[Former Tommy Boy Records president Monica Lynch recently sat down with hip-hop personality and SOHH correspondent Shawn Setaro on his popular “The Cipher” podcast. Listen to the full interview and check out five gems she dropped during the Q&A.]

On moving to NYC in the late 1970s:

“I always tell people I went straight from Laguardia to Studio 54, which is an exaggeration—but not by much. I started hanging out between the Mudd Club and Studio 54 and living in the Chelsea Hotel and doing all of the late 70s-early 80s Downtown wannabe moves.”

On Afrika Bambaataa’s hit song “Planet Rock”:

“It was early 1982, and the track had been recorded. I remember very clearly that we had plates for ‘Planet Rock,’ and Tom [Silverman] and I went in his car and drove over to WHBI and delivered “Planet Rock” to Mr. Magic, who was on the air with Marley [Marl]. He played it, and it was like, bam, huge. That record hit so fast and so hard, and it was an amazing thing to witness.”

On how rap was viewed in the early 1980s:

“Rap was still considered a disgrace to the race in many bourgie black radio and black music departments at major labels. It wasn’t embraced. A lot of [the support] came from college radio stations and club DJs.”

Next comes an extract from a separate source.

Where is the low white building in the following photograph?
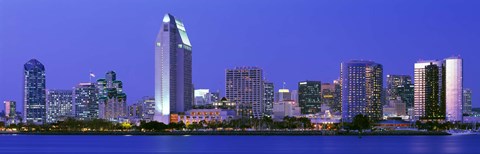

On first meeting Queen Latifah:

“She came in as a young girl, probably 18 at the time, and she really had this otherworldly grace and intelligence. She’s sitting here with a sweatshirt and jeans, coming from New Jersey—which at the time wasn’t such a cool place to be coming from—but she had great presence.”

On first hearing De La Soul:

“[Their demo] really had a sound that no one had done. It was completely different. And it was either going to be a group that completely captured peoples’ imaginations, or they weren’t going to do anything. There was no middle ground. They weren’t already going down an established lane. They created a whole new lane.”